Arriba, abajo y en los costados. Tu amiga, tu compañera de trabajo o el amigo
de ellas, pueden formar parte de ese poder que carcome y que llega hasta matar
lo más puro del alma, la conciencia.
El
propósito es simple: poder y dinero, los puestos ostentosos, los sillones
acolchados, una mejor oficina y los mejores puestos para la familia y amigos.
Existen
todo tipo de debilidades, algunas son más fácil de caer, la comida, la
infidelidad, una aventura, son las tentaciones que vuelven débil a más de uno. Los estándares morales, incentivos y promesas
se acceden por alguna falta a la ley. Es ese comportamiento corrupto, ilegal y
deshonesto, la especialidad que la casa recomienda, el mejor platillo que te
hace chuparte los dedos y querer más y más.
La corrupción
se abraza como a una fiel amiga y se besa como al primer amor, tierno e
inocente, con esa timidez del toque de manos de dos enamorados. Comprende una amplia gama de delitos, desde
el desfalco más grande hasta pasarse la luz roja y coimear al policía. La
corrupción está en todos lados, es esa sombra a la que sí se ve en plena luz
del día.
Algunas y algunos muerden
el anzuelo, caen en esa provocación con aroma a dinero, cuando pruebas de ese
goce ilícito y entras a las puertas del edén, tu espacio se vuelve el infierno
al que nunca hubieses querido llegar, pero las reglas del juego siguen y la
ambición mueve más montañas que la fe.
Son agarres y amarres que
seducen lento y despacio. La vida te presenta al demonio en el infierno
terrenal, te ofrece éxtasis a cambio de tus tan valiosos servicios delictivos.

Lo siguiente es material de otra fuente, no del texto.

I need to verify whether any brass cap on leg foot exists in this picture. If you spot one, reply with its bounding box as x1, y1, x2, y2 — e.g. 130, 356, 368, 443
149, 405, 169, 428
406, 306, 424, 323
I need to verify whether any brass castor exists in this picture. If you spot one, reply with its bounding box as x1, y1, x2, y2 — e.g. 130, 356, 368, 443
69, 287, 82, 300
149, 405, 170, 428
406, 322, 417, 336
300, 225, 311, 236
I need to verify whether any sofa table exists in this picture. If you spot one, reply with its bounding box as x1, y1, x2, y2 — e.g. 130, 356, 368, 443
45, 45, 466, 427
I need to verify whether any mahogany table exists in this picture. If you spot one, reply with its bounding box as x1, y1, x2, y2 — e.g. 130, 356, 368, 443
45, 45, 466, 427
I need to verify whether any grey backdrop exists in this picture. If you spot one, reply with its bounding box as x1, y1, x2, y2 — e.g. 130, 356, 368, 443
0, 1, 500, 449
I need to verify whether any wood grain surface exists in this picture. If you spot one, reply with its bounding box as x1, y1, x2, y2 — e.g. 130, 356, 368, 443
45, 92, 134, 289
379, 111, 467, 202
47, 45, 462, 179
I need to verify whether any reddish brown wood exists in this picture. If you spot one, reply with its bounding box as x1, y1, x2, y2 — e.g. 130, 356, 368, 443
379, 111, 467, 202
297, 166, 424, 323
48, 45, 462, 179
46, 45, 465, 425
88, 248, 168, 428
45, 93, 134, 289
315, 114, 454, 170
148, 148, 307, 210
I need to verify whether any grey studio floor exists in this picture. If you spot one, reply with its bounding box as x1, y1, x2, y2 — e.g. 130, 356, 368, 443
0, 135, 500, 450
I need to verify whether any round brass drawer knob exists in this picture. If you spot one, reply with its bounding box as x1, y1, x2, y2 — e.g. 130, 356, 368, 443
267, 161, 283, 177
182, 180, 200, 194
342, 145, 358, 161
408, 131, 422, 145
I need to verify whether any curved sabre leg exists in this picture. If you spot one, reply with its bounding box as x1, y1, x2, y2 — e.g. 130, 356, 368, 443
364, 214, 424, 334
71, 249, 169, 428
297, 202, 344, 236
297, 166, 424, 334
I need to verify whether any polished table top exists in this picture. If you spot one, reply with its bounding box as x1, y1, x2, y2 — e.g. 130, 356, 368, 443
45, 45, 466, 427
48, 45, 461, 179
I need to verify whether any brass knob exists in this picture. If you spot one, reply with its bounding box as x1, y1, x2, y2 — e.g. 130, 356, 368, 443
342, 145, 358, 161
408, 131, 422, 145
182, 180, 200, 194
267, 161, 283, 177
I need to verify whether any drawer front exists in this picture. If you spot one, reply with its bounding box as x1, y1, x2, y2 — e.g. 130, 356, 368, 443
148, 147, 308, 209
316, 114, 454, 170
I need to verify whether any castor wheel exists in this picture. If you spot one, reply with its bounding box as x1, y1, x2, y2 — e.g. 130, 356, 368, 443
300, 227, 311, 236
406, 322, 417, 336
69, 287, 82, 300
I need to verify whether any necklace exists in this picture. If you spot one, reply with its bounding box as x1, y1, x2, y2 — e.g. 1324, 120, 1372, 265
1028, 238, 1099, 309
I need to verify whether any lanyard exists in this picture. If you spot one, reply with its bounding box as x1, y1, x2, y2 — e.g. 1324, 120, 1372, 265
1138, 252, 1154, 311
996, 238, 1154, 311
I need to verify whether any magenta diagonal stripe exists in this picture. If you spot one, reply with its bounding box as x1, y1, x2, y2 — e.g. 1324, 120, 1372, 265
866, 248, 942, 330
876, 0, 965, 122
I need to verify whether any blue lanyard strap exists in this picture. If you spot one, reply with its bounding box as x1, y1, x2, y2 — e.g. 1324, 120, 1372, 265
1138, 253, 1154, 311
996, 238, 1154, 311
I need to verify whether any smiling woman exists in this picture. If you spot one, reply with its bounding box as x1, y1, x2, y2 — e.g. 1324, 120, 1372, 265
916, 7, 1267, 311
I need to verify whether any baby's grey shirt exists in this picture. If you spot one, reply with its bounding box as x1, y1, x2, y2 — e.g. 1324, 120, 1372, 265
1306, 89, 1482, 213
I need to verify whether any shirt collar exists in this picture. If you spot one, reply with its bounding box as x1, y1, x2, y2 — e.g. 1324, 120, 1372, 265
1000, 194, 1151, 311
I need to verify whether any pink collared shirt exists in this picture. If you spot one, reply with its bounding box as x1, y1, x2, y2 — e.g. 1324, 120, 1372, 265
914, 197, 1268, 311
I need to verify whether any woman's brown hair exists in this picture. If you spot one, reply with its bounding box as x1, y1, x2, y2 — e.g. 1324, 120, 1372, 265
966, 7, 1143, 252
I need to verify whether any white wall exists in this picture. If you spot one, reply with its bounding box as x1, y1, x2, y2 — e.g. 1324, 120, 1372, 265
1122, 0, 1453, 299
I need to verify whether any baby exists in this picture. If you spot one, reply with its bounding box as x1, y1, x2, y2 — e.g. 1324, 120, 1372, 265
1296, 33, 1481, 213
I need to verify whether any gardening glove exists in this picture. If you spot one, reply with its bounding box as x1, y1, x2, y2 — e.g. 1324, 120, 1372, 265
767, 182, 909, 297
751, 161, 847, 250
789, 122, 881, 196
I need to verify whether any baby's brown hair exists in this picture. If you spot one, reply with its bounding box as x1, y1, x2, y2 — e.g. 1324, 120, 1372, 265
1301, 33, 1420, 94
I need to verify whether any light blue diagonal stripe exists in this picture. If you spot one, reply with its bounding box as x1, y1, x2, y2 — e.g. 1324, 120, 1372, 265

Obtienes un viaje de placer hacia lo ilícito, ese amor de a dos que a veces es de
a tres o de más, depende de cuáles sean los tan jugosos beneficios. La
corrupción, es infidelidad, es amor, es sexo, es aventura, es delirio, es dolor
y muerte, un callejón del que nunca podrás salir, pues tu nombre es tatuado
para siempre.
Del único placer que quiero
cumplir condena en actos delictivos, es del amor, así que, corrómpeme despacio como tú
sabes, sedúceme con prisa y con risa, hazme el amor con tus aires de seductor,
haciéndome parte de esa corrupción celestial que no mata pero encanta.